Former SEC Chair Levitt Calls for Merging the SEC and CFTC
In a piece in today’s Wall Street Journal, former SEC Chair Arthur Levitt called for the merger of the SEC and CFTC into the Securities Futures Commission with enhanced authority over hedge funds, OTC products and rating agencies. The SFC would also oversee OTC and exchange markets, securities and commodities professionals, mutual funds, corporate reporting, and clearance and settlement systems. Mr. Levitt also believes that boutique investment banks will arise to fill the current void; and should be regulated along global business lines.
In its blueprint for regulatory reform issued earlier this year, the Treasury recommended the merger of the SEC and CFTC in order to provide unified oversight and regulation of the futures and securities industries. According to the blueprint, jegislation merging the CFTC and the SEC should not only call for a structural merger, but also a process to merge regulatory philosophies and harmonize securities and futures regulations and statutes.

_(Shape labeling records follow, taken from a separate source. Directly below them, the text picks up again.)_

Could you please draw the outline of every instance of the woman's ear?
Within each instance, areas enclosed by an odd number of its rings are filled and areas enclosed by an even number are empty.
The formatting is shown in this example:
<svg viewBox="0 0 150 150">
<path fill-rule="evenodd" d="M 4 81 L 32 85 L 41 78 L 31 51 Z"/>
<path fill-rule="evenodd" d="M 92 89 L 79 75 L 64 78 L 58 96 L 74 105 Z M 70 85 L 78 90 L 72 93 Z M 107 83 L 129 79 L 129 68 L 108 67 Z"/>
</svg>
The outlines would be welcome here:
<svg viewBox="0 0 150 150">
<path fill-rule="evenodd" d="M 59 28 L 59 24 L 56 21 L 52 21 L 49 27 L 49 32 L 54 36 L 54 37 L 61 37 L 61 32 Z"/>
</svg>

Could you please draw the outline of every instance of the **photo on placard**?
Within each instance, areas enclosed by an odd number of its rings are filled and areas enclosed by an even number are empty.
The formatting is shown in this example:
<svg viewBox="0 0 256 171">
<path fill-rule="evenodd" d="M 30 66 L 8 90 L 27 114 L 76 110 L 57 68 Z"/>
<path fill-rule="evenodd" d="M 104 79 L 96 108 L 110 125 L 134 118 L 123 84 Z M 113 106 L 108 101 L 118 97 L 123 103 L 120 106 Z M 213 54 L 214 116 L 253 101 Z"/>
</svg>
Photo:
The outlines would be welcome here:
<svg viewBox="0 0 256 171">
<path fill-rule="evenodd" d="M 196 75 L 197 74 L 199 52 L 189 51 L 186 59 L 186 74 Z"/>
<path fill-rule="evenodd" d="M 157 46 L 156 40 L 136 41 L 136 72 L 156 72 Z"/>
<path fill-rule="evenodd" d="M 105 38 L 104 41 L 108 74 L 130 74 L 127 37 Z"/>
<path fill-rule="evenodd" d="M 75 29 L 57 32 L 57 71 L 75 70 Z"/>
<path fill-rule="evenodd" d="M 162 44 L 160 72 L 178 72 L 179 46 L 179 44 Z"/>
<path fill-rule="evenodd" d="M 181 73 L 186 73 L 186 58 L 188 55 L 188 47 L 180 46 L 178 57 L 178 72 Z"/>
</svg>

In Treasury’s view, a condition precedent to merging the SEC and CFTC would be the harmonization of differences between futures regulation and federal securities regulation, including rules involving margin, segregation, insider trading, insurance coverage for broker-dealer insolvency, customer suitability, short sales, SRO mergers, implied private rights of action, the SRO rulemaking approval process, and the agency’s funding mechanism. Due to the complexities and nuances of the differences in futures and securities regulation, legislation should establish a joint CFTC-SEC staff task force with equal agency representation with the mandate to harmonize these differences. In addition, the task force should be charged with recommending the structure of the merged agency, including its offices and divisions.